Agentic Resource Discovery: Let agents search. Hugging Face launches ARD, a federated registry and ai-catalog.json standard that lets agents discover and call tools, skills, and agents at runtime, removing brittle compile-time wiring and enabling dynamic orchestration (Principles 06 & 11).

Bringing more agent harnesses and frameworks to Cloudflare, starting with Flue. Cloudflare ships an Agents SDK and Flue, adding durable execution, filesystem primitives, and a declarative framework that turns agent experiments into production-ready, sandboxed services (Principles 06 & 07).

AWS enters the context layer race with a graph that learns from agents, not manual curation. Amazon launches Context, a self-learning context layer that builds knowledge graphs from agent usage and S3 annotations to power agent queries at scale. That shifts outcome engineering from manual context curation to agent-driven graphs that improve relevance and continuity (Principle 11).
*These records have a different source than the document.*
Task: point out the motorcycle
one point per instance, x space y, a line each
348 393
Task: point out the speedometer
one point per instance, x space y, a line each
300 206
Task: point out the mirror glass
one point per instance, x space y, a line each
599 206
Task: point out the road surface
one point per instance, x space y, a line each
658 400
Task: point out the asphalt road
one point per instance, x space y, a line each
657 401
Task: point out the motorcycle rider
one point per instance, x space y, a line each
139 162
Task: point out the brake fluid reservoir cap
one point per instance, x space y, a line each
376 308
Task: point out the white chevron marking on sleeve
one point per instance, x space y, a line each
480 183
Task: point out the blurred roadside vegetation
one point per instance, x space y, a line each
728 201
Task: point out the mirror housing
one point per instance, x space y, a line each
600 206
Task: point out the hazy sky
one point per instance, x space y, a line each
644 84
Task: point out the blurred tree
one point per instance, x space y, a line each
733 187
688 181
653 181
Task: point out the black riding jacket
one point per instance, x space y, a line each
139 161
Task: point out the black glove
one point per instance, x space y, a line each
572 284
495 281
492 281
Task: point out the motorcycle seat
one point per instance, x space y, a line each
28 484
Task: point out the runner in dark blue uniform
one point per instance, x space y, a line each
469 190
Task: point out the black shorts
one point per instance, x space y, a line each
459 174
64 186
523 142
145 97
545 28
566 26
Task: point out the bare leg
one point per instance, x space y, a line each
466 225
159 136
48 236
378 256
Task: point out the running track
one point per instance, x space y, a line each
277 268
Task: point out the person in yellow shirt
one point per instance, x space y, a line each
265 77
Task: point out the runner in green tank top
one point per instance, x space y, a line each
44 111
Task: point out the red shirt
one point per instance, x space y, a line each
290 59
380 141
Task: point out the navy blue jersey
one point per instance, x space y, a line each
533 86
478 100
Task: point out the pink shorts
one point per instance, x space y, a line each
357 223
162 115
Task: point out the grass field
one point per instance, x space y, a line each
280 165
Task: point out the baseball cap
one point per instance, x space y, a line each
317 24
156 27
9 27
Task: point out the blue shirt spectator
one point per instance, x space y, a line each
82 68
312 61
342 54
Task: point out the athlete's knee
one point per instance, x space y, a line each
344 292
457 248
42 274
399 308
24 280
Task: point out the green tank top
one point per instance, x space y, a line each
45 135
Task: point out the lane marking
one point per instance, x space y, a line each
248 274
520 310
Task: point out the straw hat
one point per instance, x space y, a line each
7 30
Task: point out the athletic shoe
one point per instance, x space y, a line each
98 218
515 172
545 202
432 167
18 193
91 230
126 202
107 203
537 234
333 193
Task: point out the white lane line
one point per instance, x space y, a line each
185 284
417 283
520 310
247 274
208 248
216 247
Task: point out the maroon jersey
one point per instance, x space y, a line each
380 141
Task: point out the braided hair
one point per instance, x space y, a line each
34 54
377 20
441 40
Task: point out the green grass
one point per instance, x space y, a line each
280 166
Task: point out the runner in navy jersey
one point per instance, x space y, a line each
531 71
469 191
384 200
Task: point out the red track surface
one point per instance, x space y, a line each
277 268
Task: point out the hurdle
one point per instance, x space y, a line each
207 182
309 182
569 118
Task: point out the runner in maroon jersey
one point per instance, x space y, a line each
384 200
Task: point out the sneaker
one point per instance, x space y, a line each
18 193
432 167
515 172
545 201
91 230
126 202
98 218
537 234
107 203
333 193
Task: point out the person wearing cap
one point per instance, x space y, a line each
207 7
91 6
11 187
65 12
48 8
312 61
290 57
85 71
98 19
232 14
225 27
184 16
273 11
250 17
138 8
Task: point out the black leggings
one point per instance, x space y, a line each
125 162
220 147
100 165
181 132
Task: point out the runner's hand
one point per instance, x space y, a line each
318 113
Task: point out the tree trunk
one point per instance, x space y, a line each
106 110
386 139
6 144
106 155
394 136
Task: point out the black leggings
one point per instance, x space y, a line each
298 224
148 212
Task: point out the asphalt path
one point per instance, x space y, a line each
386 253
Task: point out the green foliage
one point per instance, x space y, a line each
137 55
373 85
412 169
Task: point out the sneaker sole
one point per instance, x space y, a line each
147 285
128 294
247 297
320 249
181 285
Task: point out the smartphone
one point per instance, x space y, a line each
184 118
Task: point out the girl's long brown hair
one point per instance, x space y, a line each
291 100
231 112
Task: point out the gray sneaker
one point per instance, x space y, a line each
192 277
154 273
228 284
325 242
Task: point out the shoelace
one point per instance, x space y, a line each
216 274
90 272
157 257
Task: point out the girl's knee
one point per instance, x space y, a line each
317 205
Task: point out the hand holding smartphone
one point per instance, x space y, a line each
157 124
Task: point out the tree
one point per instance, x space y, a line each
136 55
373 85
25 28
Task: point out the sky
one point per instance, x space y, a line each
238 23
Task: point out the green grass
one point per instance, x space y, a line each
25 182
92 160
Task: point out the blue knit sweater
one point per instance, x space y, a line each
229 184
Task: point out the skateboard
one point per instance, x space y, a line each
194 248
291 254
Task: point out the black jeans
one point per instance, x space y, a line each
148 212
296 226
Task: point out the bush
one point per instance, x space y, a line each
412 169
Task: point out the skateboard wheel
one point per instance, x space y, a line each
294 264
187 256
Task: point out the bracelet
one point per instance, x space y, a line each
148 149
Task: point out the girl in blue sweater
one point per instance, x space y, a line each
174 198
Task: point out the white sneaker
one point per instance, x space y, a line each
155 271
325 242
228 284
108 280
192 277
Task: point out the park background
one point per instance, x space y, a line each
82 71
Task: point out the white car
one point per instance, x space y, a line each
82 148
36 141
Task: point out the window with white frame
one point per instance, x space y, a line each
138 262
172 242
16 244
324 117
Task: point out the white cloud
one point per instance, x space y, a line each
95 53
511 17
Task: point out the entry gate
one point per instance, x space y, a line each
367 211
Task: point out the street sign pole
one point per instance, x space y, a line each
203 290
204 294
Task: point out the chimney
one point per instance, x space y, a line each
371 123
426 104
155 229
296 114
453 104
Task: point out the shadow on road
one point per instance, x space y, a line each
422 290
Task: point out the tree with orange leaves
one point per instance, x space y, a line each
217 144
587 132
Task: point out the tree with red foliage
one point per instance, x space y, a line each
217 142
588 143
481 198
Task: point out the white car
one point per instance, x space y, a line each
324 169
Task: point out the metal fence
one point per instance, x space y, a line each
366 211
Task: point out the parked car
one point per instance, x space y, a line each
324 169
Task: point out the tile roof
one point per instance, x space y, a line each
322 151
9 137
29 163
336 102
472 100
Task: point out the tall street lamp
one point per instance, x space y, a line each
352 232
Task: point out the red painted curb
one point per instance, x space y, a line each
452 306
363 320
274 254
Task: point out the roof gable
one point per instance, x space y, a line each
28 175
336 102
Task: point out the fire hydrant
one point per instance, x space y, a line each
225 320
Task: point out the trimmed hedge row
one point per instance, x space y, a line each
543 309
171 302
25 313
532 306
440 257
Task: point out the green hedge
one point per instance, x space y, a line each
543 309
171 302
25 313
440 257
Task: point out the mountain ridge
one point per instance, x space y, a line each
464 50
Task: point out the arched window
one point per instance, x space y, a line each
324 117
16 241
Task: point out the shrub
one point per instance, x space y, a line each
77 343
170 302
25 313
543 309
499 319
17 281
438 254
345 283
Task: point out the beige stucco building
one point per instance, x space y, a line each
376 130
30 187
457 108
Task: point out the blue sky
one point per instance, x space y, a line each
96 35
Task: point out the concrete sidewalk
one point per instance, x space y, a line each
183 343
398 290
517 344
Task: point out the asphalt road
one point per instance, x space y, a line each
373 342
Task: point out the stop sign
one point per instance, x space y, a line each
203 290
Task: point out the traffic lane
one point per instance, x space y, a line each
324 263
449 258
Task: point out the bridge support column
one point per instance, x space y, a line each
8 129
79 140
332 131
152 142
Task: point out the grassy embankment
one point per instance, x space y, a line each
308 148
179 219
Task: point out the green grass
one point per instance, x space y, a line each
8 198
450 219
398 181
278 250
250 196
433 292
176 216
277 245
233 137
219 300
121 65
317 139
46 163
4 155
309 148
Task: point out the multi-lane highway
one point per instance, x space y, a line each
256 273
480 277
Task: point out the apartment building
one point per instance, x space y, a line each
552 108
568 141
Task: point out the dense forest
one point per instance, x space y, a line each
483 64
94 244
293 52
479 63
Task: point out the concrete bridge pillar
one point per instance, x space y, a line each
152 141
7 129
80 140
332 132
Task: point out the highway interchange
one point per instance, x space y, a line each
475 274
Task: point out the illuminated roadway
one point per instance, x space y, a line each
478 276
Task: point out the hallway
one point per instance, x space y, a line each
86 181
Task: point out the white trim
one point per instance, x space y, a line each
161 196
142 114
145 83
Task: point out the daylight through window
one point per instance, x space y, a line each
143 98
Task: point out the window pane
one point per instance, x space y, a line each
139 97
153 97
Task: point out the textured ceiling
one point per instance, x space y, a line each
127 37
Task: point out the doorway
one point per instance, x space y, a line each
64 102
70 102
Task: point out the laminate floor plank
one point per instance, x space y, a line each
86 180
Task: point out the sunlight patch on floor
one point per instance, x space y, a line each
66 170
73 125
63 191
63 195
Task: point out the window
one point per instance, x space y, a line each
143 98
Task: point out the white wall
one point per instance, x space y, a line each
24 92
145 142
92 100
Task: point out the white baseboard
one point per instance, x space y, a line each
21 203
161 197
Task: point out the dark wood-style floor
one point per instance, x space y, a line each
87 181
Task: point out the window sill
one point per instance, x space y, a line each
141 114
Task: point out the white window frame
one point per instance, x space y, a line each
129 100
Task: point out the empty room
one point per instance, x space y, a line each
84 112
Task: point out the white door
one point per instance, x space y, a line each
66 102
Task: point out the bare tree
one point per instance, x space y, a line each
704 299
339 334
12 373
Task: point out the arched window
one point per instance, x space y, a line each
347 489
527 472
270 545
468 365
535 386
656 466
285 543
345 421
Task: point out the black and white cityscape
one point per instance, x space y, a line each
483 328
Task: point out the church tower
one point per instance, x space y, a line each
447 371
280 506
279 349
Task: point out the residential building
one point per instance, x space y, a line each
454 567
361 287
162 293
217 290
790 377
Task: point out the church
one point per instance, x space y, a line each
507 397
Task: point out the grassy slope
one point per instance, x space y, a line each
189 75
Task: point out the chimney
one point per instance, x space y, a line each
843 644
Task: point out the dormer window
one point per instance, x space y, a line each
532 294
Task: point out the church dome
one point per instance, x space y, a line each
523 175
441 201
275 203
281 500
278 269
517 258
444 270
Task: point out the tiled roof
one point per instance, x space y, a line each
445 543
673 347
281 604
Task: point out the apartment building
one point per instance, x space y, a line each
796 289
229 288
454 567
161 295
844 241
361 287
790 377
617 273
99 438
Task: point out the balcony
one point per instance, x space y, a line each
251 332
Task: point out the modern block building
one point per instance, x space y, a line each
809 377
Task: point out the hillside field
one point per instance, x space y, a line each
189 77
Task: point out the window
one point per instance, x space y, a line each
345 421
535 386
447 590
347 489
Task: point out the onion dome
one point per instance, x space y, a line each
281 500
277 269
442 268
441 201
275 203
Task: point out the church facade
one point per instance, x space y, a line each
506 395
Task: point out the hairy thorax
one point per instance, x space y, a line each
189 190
Vercel launches new framework and enterprise controls for agentic AI infrastructure. Vercel ships an Agent Framework and enterprise controls to help companies deploy, run, and scale agentic AI with policy and observability primitives. Those controls make it feasible to move agents from demos to production while preserving governance and operational safety (Principles 09 & 15).

Pramaana Labs raises $27M seed to build LEAN-based deterministic verification for LLMs. Pramaana builds a LEAN-based deterministic verification layer that translates rules into machine-checkable proofs to make LLM outputs provably correct and auditable for high-stakes domains. For outcome engineers this offers a roadmap to integrate formal proofs and audits into agent pipelines, closing the gap between model outputs and verifiable outcomes (Principle 16).